The Crown Prosecution Service has said there would be no let up in the "cash-for-honours" investigation despite a decision to drop inquiries against the first person to be arrested in the case.

The decision not to prosecute Des Smith, a fund-raiser for Tony Blair's flagship city academies, on grounds of " insufficient evidence" came as a short-lived respite to the Prime Minister. "The wider police investigation continues," the Crown Prosecution Service (CPS) said yesterday.

Mr Blair has been warned by colleagues that he would be expected to quit to clear his name if any of his staff were charged. Two of Mr Blair's close allies - Ruth Turner, his "gatekeeper" in Downing Street, and Lord Levy, the Labour Party's chief fundraiser - have already been arrested on suspicion of perverting the course of justice.

The Prime Minister's chief of staff, Jonathan Powell, could be the next to be interviewed by the Metropolitan Police, who are now focusing on allegations of cover-up inside No 10.

The CPS said there was not enough evidence to charge Mr Smith, who was arrested after it was reported that he told an undercover newspaper journalist that sponsors who gave millions of pounds to the schools could expect honours. His lawyers, who said he categorically denied the claims, were informed by Scotland Yard that there was insufficient evidence to charge him with an offence under the Honours (Prevention of Abuses) Act 1925.

"Although it is clear that Mr Smith made some indiscreet comments to an undercover journalist, his conversations did not provide evidence that he was trying to obtain funding for city academies in exchange for honours," said the CPS.

Scotland Yard said: "The wider police investigation is ongoing and as a result there will be no further police comment at this stage."

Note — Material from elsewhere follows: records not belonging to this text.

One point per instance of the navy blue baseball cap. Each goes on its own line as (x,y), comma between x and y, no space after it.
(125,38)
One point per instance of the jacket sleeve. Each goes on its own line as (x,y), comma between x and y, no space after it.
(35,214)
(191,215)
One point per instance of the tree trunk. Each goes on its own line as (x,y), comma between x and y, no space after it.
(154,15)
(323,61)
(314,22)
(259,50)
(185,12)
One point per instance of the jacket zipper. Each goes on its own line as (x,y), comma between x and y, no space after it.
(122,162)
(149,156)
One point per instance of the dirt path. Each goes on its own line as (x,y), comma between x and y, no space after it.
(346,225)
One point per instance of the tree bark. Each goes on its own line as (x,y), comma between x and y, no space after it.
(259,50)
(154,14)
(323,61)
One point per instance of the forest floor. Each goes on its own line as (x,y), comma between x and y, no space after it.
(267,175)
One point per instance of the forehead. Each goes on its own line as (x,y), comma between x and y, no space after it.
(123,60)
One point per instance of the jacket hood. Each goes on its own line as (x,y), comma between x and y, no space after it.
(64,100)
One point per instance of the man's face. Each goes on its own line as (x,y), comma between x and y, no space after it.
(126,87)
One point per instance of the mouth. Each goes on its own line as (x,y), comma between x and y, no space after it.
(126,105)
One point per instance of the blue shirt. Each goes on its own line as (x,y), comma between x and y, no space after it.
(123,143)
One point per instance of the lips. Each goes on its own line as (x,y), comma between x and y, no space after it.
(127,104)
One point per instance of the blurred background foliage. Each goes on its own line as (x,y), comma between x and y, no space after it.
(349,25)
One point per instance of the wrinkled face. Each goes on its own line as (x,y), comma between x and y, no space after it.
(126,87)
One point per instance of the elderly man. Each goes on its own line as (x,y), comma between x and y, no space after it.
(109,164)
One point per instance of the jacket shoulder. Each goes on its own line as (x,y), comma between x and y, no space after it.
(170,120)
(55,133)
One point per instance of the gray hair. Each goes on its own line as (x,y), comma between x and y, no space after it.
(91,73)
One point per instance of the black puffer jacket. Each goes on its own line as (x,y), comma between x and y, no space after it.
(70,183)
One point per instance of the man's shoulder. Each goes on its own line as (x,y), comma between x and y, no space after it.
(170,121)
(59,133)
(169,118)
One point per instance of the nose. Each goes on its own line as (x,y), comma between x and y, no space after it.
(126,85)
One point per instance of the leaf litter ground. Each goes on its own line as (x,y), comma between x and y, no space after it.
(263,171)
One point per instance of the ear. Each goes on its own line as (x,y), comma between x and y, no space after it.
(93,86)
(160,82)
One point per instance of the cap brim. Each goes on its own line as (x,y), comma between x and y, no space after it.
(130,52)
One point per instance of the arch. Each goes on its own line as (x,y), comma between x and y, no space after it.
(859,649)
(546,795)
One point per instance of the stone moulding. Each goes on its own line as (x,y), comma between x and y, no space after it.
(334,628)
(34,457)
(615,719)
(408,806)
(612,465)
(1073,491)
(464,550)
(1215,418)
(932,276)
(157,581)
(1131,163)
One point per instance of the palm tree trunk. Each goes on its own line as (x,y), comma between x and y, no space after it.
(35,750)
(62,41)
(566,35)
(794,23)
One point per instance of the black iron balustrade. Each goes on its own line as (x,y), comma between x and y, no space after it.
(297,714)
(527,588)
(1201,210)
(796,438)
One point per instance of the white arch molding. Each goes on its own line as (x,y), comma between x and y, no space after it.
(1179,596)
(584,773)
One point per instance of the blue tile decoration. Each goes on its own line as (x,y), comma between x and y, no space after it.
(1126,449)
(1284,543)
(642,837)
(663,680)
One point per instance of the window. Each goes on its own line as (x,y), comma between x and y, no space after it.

Mr Smith said: "It's just been going for so long. I'm relieved that it's over. It was nonsense from the beginning." He refused to comment on whether the charge meant others caught up in the affair may not face honours charges.

Gus O'Donnell, the Cabinet Secretary, told the Commons Public Administration Committee yesterday that Downing Street was "complying fully" with police requests, and he dismissed reports of a hidden email system within No 10.